This project was created by the research group of the Federal Technological University of Paraná - Cornélio Procópio Campus.
Before you start, you need to understand a bit of the context in which this experiment was conducted. Our main goal is to support secondary studies, such as Systematic Literature Reviews (SLR) and Systematic Mappings (SM). This type of study has been increasingly used in Software Engineering (SE) since they allow the identification of available evidence related to a research topic. One of the main activities of the process of conducting a secondary study is the primary studies selection, which involves, at first, the reading of the abstracts of the candidate studies. However, the growing number of scientific publications, coupled with the poor quality of their abstracts, it makes this activity increasingly difficult for researchers. Some solutions have been proposed to mitigate the problem, among them, the use of structured abstracts and graphic summaries. Previous studies have proposed guidelines for the construction of graphic summaries. However, these summaries continue to be created manually.
In this repository, you will find the replication kit used to evaluate our approach to automatically build graphic abstracts using NLP techniques. In the next sections, we describe the experimental setup used to evaluate if the concept maps created automatically are similar to those created manually. In addition, we also evaluated the efficiency of the classifier used in our approach using machine learning techniques and this data is available too.
In this folder, we provide the assets necessary to perform the classifier training:
- Raw Corpus (compressed): contains more than 200 abstracts in txt files and manually tagged by our team.
- Corpus parsed: Software engineering corpus already parsed in arff format.
- Models previously trained: J48, Random Forest and Naive Bayes trained in Weka
- Config Files: Configurations for training a model in weka.

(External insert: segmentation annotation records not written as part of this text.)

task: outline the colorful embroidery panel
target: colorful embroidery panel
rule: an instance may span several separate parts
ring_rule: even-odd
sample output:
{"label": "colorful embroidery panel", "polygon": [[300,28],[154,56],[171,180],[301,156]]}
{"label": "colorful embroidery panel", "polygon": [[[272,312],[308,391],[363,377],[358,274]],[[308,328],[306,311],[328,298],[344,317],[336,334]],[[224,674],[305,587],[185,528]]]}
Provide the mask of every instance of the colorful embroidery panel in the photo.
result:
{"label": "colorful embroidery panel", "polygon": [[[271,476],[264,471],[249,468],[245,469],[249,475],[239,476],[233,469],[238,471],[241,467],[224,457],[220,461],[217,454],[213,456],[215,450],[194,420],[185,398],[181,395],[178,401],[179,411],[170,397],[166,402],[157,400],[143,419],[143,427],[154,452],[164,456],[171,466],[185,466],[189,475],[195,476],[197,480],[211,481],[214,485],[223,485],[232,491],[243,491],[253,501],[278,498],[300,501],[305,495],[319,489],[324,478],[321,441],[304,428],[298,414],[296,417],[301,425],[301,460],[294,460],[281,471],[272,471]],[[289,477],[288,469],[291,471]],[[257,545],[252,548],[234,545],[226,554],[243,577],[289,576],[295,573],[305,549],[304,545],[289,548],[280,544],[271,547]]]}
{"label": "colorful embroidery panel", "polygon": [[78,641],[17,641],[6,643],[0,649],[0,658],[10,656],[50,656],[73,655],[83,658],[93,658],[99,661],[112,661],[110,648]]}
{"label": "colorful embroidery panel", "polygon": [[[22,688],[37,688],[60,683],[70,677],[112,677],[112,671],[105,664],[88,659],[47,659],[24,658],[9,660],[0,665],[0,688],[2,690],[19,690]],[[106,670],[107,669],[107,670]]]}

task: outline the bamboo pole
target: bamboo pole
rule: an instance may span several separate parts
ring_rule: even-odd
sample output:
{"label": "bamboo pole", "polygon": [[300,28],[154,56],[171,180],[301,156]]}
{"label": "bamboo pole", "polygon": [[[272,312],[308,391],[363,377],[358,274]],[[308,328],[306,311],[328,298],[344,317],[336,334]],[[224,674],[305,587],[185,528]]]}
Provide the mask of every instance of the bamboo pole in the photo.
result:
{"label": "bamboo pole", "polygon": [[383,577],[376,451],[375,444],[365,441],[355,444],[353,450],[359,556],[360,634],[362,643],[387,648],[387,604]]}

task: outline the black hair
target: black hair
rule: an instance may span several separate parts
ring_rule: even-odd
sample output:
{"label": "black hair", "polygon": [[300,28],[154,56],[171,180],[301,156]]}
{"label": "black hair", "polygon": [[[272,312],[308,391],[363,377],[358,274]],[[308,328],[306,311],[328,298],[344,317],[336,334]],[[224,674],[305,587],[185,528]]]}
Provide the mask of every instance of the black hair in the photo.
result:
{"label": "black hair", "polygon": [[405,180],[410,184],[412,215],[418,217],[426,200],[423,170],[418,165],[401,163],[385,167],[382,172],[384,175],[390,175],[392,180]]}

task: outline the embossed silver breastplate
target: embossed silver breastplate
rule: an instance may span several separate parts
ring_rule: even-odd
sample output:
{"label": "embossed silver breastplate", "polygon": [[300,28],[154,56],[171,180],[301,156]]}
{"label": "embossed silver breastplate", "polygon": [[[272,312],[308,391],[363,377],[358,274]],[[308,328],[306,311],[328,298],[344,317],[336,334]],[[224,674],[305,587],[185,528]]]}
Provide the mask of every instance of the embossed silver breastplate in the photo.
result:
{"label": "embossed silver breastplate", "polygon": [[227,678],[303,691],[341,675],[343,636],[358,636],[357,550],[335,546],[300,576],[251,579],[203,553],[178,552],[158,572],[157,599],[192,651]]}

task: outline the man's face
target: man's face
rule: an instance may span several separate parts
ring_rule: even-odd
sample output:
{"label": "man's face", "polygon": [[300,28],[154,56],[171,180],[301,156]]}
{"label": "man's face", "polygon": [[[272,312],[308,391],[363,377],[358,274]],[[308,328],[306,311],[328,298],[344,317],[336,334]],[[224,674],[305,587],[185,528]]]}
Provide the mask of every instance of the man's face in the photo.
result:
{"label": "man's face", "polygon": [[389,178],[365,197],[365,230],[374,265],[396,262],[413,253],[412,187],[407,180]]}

To audit these results you must download weka and import these data for explorer and use the configurations. The arff data was generated by a feature of our tool placed in: https://github.com/csm-applications/CSM-CMtoolkit
In this folder, you will find:
- Forms used to survey the participants
- Excel spreadsheet containing the results collected
This experiment was conducted in UTFPR in 2017 and its participants were graduate students. We surveyed the participants regarding the quality of concept maps generated and the concept maps created by humans. Finally, we compared the results to verify if there are significant differences between them. The results indicate that no significant statistical differences were found and the maps generated by our approach can create comprehensible concept maps.